Responsabilità da reato degli enti

In relazione alla commissione del delitto in esame, l'art. 24-bis, comma 2, prevede l'applicazione all'ente della sanzione pecuniaria fino a trecento quote.

Profili processuali

Deve segnalarsi anche che il reato in esame (a differenza di quello previsto dall'art. 635, procedibile anche in assenza di querela di parte solo nel caso sussistano le circostanze aggravanti menzionate dal comma 2 della norma) è perseguibile d'ufficio. Tale scelta è determinata dal fatto che l'esigenza di contrastare tali fenomeni criminali ha un indubbio interesse sociale relativamente all'affidamento della collettività a scambiarsi dati ed informazioni e ad utilizzare i sistemi informatici liberamente, senza intralci. A tale proposito deve anche tenersi conto del fatto che spesso le P.O. non denunciano reati di questo tipo (quindi, tantomeno, sporgono querela) nella convinzione che comunque i responsabili non verranno identificati, ma anche per il timore di eventuali ritorsioni o di danni che potrebbero discendere dall'eco negativo derivante dall'aver reso pubblici eventuali «attacchi» (si pensi alla «fuga» di clienti da una banca che è stata soggetto di un «attacco» informatico).

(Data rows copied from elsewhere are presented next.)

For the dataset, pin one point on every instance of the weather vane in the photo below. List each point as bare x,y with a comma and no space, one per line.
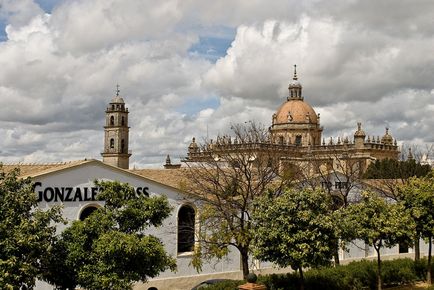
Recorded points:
117,90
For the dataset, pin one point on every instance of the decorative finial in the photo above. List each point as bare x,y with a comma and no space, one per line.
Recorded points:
117,90
410,154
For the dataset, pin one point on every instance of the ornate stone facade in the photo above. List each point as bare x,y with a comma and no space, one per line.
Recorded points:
295,135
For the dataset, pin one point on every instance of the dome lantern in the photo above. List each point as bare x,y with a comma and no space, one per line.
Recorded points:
294,87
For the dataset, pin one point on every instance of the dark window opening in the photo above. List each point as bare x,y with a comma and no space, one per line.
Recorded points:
297,140
403,248
326,185
87,212
186,224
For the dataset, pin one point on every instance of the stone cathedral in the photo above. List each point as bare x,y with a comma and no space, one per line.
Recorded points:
295,135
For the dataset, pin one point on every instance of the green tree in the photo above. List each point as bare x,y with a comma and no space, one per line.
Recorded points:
418,197
295,229
379,223
25,231
109,249
231,174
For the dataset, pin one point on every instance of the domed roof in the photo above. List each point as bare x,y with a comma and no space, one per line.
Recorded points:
295,110
359,132
387,138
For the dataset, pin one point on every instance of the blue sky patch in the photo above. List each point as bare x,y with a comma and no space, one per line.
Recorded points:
191,108
211,47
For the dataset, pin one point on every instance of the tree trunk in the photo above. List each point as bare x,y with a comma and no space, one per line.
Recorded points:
336,254
300,269
244,262
379,282
417,248
428,272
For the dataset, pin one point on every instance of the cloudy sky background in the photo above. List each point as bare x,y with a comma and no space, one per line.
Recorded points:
193,67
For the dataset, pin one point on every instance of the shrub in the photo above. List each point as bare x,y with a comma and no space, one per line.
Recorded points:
354,276
287,281
397,272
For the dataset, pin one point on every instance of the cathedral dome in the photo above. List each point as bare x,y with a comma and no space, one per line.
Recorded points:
296,111
387,138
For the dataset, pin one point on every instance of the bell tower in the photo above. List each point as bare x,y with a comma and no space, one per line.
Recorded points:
116,131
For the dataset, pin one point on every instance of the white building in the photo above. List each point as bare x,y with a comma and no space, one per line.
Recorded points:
72,184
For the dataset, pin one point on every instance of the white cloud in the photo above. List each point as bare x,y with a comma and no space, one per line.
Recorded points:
59,71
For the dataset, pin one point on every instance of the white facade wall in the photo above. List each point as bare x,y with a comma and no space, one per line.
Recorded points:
83,176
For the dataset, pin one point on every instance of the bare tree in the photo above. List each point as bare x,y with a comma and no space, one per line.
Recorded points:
225,177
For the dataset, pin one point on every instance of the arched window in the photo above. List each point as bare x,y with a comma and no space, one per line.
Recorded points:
186,224
297,140
86,212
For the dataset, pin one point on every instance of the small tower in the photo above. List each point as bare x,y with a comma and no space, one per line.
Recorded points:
359,137
116,130
295,87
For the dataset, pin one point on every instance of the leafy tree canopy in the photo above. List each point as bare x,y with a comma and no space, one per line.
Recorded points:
378,222
396,169
25,231
109,249
295,229
418,197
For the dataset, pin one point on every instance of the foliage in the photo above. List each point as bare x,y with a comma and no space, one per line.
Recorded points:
396,169
379,223
225,184
109,250
418,197
295,229
25,231
356,275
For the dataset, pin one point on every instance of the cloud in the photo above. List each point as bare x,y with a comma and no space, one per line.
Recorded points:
59,71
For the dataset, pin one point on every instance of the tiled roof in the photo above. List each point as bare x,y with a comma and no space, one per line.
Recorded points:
33,169
173,177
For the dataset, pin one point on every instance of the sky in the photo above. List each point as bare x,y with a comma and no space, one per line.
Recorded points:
191,68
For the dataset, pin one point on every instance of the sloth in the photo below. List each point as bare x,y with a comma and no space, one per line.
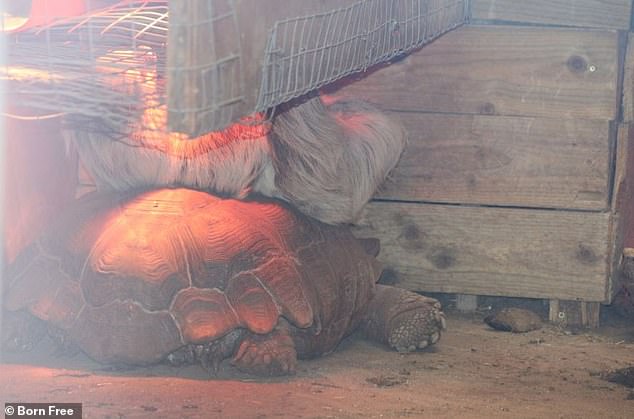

L'Autorità giudiziaria competente è il Tribunale monocratico

L'Arresto: non è consentito. Il fermo di indiziato di delitto non è consentito

Le misure Cautelari personali non sono consentite

Sequestro e confisca

La l. n. 12/2012, pubblicata in G.U. il 23 febbraio 2012 ed entrata in vigore il 9 marzo 2012, prevede, introducendo nell'art. 240, comma 2, il n. 1 bis, la confisca obbligatoria per gli strumenti informatici utilizzati per la commissione, tra gli altri, dei reati di cui agli artt. 615-ter,  615-quater e 615-quinquies. Inoltre, la stessa legge, inserendo l'art. 86-bis  disp. att., destina alla polizia l'uso dei beni informatici sequestrati o confiscati perché utilizzati per la commissione, tra gli altri, dei reati summenzionati. In attuazione della Dir. n. 2014/42/UE, in materia di confisca e di congelamento dei beni strumentali e dei proventi da reato nell'Unione europea ed in forza della delega di cui alla l. n. 154/2014, il d.lgs. n. 202/2016, introducendo un secondo periodo al disposto dell'art. 240, comma 2, n. 1 bis, ha esteso la confisca obbligatoria anche al profitto ed al prodotto dei delitti ivi indicati ed ha previsto, in via sussidiaria, la confisca per equivalente di beni di valore pari al profitto o al prodotto di tali reati.

Bibliografia

Amato, Contrasto specifico all'uso di dispositivi, in Guida dir., 2008, 58; Cocco, sub art. 615 quinquies, in Cocco, Ambrosetti, PS, II, 418; Cuomo, Razzante, La nuova disciplina dei reati informatici, Torino, 2009; D'Aietti, La tutela dei programmi e dei sistemi informatici, in Borruso, Buonomo, Corasaniti, D'Aietti, Profili penali dell'informatica, Milano, 1994; De Ponti, sub art. 615 quinquies, in Comm. Dolcini, Marinucci, 6000; Destito, Reati informatici 201; Fondaroli, La tutela penale dei «beni informatici», in Dir. inform., 1996, 291; Monaco, sub art. 615 quinquies, in Comm. Crespi, Forti, Zuccalà, 1731; Parodi, Calice, Responsabilità penali e internet, Milano, 2001; Pecorella, sub art. 615 quinquies, in Comm. Dolcini, Marinucci, Pecorella in Pulitano' PtS II,291; Pica, Diritto penale delle tecnologie informatiche, Torino, 1997; Sarzana, Comunità virtuale e diritto: il problema dei Bulletin Board Systems, in Dir. pen. e proc. 1995.